Last Friday, 30 November 2012, a new constitutional challenge was filed in the High Court against the constitutionality of Section 377A of the Penal Code. The plaintiffs, Gary Lim and Kenneth Chee, partners for 15 years, say the law entrenches “stigma and discrimination against lesbian, gay, transgender and bisexual people in society.”
The Singapore constitution’s Article 12 promises equal protection under the law.
Section 377A of the Penal Code says:
Any male person who, in public or private, commits, or abets the commission of, or procures or attempts to procure the commission by any male person of, any act of gross indecency with another male person, shall be punished with imprisonment for a term which may extend to 2 years.
It was first enacted into our statute books in 1938, but closely follows the model of the Labouchere Amendment passed by the UK parliament in 1885. The UK has repealed this and related laws. In fact, the government of David Cameron has begun consultations for legalising same-sex marriage in the UK.
This new case is separate from that of Tan Eng Hong which, I understand, is still ongoing. Tan’s case has gone through several stages in which the Attorney-General’s chambers had tried to argue for striking out. Ultimately, the Court of Appeal ruled on 21 August 2012 that any gay male has locus standi to challenge the constitutionality of the s377A, and that he does not have to be first charged with an offence under it. Despite the Prime Minister saying in parliament in 2007 that the law would not be proactively enforced, the court noted that (vide para 180 of the judgement) “‘no proactive enforcement’ is, in our view, of a totally different complexion from ‘no enforcement’”, and that (para 179) “The very fact of a real and credible threat of prosecution under such a law is sufficient to amount to an arguable violation of constitutional rights.”
The court added (para 184) that “this provision affects the lives of a not insignificant portion of our community in a very real and intimate way.”
Gary and Kenneth have retained as their lead counsel the well-known lawyer Peter Low.
Said Stuart Koe, who supports their effort and is getting an informal group together to help them where needed: “We whole-heartedly support Gary and Kenneth’s challenge and are glad that they have taken up the matter on behalf of the community.”
Since locus standi and a real controversy has been established, it is expected that the case, for which hearing dates in the High Court have not yet been set, will proceed on merits. Tan Eng Hong’s case is also likely to be going ahead on merits, though I have not yet heard definitively from him or his lawyer, M Ravi.
What may happen though is that the High Court, in the interest of efficiency, may hear the two cases in tandem. This means they will remain separate cases, but have synchronous hearing dates under the same judge.
Singapore remains an oddity with this law. As Gary and Kenneth pointed out in their press statement last week, only four countries in East and South East Asia have similar laws against homosexuality. The four countries are Singapore, Burma, Malaysia and Brunei, all ex-British colonies. In Hong Kong, the law has been repealed. Large countries such as China, Japan, Indonesia do not criminalise homosexual acts. Even India, which inherited a similar law from colonial Britain, has read the law down, though an appeal is currently going through the Supreme Court.
377A is not just about male-male sex alone. As Lynette Chua, a law academic researching such laws around the region noted, its effects “radiate” in many ways: to employment rights, censorship, housing, medical care, education and freedom to form organisations, creating discrimination in all these areas.

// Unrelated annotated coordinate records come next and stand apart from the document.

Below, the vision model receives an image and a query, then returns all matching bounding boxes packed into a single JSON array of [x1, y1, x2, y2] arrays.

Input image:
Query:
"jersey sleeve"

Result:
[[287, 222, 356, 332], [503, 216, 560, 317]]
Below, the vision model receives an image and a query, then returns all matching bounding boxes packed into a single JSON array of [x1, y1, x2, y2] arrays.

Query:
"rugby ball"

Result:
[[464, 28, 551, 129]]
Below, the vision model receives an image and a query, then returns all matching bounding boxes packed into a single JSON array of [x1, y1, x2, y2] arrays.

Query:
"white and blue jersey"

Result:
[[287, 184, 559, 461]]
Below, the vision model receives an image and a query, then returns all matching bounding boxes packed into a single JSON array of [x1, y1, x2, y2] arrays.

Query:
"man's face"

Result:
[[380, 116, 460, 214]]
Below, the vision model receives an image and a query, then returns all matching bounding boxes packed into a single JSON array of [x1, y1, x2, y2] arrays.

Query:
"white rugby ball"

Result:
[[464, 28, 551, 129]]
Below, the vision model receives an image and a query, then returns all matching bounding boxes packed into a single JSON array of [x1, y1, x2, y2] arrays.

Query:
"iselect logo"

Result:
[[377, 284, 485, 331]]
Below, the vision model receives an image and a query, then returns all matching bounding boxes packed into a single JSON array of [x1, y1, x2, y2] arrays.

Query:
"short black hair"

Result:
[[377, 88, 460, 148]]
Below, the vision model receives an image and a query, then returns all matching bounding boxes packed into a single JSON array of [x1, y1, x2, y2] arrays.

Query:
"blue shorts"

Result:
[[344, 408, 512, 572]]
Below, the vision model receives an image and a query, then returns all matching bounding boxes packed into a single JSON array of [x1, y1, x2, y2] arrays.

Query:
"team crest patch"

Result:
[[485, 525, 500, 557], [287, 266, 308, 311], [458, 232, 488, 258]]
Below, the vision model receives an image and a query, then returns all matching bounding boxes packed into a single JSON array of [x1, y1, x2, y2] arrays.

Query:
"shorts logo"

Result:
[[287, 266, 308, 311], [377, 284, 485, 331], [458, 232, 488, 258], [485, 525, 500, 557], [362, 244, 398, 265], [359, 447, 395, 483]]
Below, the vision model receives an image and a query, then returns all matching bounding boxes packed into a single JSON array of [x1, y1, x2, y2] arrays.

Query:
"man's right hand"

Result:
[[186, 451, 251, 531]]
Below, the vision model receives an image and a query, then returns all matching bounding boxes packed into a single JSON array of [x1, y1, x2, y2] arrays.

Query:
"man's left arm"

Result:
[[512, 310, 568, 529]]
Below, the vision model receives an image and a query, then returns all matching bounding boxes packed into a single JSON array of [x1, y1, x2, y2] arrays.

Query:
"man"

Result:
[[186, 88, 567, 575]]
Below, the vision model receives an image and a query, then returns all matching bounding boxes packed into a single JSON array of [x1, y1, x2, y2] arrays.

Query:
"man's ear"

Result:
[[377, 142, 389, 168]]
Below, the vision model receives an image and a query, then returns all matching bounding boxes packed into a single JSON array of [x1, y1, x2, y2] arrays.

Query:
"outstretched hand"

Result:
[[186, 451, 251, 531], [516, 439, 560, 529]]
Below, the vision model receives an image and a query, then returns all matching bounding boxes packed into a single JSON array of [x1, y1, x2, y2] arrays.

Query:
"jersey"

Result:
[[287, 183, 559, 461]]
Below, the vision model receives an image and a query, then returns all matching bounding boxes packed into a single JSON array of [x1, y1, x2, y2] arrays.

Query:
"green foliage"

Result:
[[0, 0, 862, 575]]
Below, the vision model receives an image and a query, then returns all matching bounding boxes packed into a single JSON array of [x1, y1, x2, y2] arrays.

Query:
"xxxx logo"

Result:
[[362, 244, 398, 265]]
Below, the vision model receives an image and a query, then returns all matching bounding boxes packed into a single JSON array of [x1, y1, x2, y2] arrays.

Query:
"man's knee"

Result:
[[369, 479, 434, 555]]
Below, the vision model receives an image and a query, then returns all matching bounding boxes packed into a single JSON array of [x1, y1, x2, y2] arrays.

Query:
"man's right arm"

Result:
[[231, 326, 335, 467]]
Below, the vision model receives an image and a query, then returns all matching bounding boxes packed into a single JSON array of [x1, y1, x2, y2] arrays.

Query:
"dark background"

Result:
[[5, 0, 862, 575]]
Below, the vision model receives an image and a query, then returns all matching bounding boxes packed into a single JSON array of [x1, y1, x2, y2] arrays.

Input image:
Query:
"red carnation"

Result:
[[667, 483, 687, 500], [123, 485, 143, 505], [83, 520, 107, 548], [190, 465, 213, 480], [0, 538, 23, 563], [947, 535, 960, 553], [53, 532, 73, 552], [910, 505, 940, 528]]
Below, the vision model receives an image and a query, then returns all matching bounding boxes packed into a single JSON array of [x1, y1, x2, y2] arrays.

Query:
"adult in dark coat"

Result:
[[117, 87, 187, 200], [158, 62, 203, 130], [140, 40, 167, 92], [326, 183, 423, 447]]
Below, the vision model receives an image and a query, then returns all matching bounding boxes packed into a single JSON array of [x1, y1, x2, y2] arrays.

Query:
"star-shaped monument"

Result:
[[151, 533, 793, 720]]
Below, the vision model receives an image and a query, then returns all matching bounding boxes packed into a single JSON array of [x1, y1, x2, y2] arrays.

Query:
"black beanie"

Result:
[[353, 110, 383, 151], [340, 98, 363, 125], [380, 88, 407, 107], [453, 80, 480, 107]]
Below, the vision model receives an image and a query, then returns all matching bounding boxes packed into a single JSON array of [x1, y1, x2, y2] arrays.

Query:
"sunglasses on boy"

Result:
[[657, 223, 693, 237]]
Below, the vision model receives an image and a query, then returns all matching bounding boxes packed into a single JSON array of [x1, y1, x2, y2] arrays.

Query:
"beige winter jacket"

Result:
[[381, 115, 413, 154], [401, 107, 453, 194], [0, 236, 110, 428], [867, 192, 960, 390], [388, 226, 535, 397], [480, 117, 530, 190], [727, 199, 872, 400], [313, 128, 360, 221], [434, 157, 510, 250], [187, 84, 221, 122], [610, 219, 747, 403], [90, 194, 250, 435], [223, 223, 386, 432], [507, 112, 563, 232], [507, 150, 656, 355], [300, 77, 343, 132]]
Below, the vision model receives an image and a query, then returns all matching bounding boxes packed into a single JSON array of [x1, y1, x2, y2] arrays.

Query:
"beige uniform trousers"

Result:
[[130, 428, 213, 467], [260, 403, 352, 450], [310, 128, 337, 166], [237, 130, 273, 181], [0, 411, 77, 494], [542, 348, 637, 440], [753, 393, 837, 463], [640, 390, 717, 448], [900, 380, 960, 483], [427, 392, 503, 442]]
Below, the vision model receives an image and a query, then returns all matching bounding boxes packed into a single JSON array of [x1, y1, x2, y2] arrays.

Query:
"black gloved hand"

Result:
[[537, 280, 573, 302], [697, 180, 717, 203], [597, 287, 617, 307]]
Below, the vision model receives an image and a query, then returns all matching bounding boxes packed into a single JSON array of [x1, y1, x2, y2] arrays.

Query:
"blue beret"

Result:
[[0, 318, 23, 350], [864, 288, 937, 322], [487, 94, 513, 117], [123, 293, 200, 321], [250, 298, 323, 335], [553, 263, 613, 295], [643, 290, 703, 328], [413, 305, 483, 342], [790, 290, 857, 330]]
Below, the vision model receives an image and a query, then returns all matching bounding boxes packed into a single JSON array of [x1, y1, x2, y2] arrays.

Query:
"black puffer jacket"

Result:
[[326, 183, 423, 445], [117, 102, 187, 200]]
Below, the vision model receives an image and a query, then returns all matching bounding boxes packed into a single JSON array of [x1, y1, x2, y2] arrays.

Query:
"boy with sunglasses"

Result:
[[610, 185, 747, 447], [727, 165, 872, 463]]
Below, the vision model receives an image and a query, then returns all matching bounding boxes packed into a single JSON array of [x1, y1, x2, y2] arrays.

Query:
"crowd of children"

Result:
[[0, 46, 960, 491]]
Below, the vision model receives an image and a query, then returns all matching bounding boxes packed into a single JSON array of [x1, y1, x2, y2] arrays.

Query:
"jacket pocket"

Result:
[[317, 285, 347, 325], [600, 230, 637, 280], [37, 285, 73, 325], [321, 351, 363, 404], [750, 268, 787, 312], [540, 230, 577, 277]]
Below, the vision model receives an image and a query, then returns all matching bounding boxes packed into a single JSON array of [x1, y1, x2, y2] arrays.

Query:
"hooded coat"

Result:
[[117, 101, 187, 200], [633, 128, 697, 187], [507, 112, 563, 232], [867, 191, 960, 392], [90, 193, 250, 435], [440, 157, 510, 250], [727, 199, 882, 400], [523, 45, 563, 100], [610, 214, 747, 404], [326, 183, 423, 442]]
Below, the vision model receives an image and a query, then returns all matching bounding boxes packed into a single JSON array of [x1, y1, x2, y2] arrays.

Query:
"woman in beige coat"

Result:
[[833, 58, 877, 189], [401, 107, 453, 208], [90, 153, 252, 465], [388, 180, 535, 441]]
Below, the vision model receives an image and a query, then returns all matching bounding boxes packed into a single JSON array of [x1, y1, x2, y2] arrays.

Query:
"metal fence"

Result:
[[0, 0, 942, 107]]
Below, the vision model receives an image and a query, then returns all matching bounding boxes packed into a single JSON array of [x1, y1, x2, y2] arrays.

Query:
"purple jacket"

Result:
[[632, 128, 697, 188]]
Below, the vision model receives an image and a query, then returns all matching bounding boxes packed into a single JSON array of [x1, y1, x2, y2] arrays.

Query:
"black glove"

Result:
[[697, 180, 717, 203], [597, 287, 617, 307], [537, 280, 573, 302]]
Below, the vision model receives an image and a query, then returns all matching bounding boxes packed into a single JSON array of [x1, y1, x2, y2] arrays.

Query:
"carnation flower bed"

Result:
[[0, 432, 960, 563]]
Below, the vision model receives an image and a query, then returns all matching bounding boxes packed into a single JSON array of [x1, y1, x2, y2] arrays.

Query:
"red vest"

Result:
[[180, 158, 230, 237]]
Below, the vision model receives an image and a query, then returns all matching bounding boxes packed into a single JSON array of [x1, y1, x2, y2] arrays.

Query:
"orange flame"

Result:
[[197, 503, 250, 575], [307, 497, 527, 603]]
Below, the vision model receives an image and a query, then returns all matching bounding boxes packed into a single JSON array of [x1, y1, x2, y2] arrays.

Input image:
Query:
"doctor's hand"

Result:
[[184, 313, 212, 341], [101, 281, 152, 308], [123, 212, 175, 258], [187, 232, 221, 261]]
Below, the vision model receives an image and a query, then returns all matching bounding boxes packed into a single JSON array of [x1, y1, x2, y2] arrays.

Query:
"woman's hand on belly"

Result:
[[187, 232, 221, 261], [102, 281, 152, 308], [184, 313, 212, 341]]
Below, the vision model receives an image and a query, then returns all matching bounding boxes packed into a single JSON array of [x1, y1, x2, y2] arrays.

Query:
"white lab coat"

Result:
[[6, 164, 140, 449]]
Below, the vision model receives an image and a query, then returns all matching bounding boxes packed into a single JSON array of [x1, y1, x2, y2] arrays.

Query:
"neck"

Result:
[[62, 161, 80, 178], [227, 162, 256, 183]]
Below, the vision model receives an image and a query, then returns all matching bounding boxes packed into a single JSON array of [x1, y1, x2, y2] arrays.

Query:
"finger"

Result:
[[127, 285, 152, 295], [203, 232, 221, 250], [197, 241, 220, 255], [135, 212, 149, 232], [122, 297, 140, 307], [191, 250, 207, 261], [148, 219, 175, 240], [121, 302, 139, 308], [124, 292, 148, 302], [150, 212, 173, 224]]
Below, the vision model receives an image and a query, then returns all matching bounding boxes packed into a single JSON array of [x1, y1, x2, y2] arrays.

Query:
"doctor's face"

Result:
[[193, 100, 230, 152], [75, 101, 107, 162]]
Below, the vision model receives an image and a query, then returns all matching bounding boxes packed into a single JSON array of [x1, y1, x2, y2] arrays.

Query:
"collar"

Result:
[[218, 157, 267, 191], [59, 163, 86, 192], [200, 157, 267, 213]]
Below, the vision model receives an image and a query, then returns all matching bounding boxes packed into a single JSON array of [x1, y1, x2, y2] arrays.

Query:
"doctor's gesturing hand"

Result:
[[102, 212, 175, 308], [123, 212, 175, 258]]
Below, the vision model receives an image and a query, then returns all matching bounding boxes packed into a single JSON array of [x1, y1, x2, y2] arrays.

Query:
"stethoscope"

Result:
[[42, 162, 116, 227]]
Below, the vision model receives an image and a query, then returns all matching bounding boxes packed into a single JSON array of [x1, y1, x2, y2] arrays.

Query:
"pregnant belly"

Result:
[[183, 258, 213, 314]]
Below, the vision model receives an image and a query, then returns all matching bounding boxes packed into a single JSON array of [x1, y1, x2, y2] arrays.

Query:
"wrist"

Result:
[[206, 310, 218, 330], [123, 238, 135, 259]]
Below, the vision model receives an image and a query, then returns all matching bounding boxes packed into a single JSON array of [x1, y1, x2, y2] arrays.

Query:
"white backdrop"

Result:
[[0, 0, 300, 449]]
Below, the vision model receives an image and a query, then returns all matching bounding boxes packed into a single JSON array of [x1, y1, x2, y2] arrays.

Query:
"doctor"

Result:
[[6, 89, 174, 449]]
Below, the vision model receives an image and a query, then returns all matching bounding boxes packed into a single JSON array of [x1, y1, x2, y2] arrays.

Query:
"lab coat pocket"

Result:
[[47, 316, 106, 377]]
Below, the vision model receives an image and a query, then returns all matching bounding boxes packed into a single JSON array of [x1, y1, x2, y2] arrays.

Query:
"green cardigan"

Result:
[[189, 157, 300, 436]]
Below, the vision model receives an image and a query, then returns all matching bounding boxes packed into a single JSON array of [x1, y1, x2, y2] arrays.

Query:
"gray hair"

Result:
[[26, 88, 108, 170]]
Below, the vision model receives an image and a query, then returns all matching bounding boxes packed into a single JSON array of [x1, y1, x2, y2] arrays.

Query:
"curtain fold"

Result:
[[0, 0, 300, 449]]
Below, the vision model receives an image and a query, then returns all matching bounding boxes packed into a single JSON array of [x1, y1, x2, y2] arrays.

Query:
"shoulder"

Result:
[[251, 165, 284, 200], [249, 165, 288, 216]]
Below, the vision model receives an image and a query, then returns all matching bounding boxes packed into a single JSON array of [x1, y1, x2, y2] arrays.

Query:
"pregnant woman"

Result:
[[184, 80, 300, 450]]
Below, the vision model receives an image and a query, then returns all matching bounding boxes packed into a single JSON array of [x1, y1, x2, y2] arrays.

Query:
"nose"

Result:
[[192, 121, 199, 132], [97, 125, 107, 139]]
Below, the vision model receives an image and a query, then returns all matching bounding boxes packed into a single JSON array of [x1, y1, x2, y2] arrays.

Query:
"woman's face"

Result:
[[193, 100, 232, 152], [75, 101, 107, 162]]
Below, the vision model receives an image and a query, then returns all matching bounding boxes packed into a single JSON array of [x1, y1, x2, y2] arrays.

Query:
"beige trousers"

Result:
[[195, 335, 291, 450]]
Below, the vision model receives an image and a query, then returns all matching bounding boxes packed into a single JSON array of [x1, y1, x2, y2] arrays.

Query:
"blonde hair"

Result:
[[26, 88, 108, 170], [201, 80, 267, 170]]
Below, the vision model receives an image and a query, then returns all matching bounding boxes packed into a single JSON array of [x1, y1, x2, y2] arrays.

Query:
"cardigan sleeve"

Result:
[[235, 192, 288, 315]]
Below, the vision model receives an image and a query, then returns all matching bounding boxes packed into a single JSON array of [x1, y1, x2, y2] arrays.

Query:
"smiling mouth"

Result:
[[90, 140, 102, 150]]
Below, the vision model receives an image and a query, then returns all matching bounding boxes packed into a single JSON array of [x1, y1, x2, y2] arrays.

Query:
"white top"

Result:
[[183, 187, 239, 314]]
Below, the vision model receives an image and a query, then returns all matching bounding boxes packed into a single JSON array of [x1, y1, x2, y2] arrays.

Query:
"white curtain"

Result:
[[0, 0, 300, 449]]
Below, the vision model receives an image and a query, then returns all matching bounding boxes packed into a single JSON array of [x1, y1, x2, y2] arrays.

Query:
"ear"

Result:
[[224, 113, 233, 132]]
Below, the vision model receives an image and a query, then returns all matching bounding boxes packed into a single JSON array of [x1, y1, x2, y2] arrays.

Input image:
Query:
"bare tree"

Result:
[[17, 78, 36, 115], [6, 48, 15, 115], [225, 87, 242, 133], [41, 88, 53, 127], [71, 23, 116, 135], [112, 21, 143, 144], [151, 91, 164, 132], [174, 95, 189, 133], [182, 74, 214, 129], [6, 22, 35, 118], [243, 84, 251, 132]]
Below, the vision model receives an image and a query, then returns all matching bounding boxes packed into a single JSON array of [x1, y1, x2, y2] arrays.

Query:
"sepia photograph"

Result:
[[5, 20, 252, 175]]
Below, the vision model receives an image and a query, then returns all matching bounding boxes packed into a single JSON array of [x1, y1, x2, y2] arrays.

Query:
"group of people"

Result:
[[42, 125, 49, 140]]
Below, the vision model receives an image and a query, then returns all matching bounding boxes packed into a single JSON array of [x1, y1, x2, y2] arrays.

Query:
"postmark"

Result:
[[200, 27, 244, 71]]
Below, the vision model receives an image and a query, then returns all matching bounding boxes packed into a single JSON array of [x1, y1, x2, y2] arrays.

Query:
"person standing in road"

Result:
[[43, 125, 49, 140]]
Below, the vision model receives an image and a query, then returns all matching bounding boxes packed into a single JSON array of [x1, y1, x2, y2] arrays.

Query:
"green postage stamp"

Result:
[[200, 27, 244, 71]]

It is almost certain that the AGC will argue the constitutionality of s377A, and it may take up to two years for the case to be concluded since whichever side loses in the High Court is likely to appeal to the Court of Appeal.
Meanwhile, it won’t surprise me if all manner of homophobes, particularly religious ones, will organise to write letters to members of parliament and otherwise try to sway public opinion. They will forget that their very freedom to do so rests on exactly the same principles of tolerance, liberty and equality they wish to deny to others. For example, as much as people of religion X may think that adherents of religion Y are wrong, sinful, idolatrous and so on, the law is clear that it is not its business to enforce religion X’s views on followers of religion Y. By the same token, whatever one may think about homosexual love, the law is not there to impose one side’s views on others’ liberty and right to equality.
Even so, I suspect this plain logic will escape them. Let’s hope the courts are free from such modes of thinking.